A bit later, having noticed we don’t seem to have all that much common ground, we take to the dance floor where we dance (and make out) until it becomes appropriate for one of us to say: ‘Do you want to go home?’ I am taken to some suburb I have never been, to some house and some bed I have never been and to some sex I’ve never had.
Waking up, I only seem to remember some flashes of the sex I had the night before. I try to focus my mind on it, but I only seem to vaguely remember the position in which I came. Puzzled, I seem unsure whether or not he came too last night. I let go of that thought and press my naked body closer to his, trying to get some more sleep. When he wakes up, he sees my naked self, murmurs something about me being beautiful and tries to excite me for some more sex. My penis struck with rigor mortis, I explain I’m not at all a morning person, something which he will soon see confirmed by my extended waking-up ritual.
He asks me for my number, which I give to him. He has no problem saving it under “Tim” or “Tim Belgium” or “Timpeltje” and then he recites his own telephone number to me, which I punch into my mobile. When I press “Save number as” I either squint and say something about being bad at remembering names or I just enter a description about the guy in question. “Ceramics-guy” in this case.

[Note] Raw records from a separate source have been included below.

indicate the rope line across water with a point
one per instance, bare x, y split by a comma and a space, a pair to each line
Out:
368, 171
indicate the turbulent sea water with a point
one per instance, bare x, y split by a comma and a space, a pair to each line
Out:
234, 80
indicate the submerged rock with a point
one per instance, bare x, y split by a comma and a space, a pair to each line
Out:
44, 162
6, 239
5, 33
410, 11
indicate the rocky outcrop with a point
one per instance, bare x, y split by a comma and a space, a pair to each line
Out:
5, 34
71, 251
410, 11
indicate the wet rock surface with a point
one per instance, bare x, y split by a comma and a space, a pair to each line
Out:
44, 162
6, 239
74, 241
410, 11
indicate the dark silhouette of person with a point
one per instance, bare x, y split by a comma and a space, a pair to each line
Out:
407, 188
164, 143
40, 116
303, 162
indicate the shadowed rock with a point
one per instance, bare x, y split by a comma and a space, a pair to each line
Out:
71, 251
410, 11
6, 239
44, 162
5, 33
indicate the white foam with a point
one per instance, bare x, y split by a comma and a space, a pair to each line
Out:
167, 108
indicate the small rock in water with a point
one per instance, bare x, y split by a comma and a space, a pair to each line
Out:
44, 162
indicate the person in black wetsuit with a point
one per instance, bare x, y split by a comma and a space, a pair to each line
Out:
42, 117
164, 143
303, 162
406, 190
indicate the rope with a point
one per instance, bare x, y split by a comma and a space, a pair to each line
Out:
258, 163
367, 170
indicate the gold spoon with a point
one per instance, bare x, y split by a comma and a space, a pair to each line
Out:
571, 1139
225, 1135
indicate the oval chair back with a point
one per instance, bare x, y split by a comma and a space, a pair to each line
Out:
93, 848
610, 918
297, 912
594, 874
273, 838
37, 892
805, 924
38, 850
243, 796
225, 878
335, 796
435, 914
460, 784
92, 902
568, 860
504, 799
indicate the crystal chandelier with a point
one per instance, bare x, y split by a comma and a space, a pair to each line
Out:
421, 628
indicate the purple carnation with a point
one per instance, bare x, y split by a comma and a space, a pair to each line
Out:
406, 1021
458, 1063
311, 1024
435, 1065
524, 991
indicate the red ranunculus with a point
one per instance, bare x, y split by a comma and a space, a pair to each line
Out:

I ask him where I am and how I get home from his place.
He tells me I’m in suburb X and that I need to get on tram number XX in order to get home.
We say goodbye and I step on the tram. I’ll stare vacantly out the window until I’m fairly close to home. I get home and don’t do anything for the rest of the day apart from recovering from the hangover.
He’ll send me one or two text messages to which I won’t feel like replying and then I’ll never see or hear from him again, which is exactly how I want it.
/timpeltje
BUT, this didn’t happen tonight, as I was writing down what would have happened IF I had gone out tonight, which I didn’t do. So it’s all fiction. Nothing’s true of it. I swear. I would never do it like that!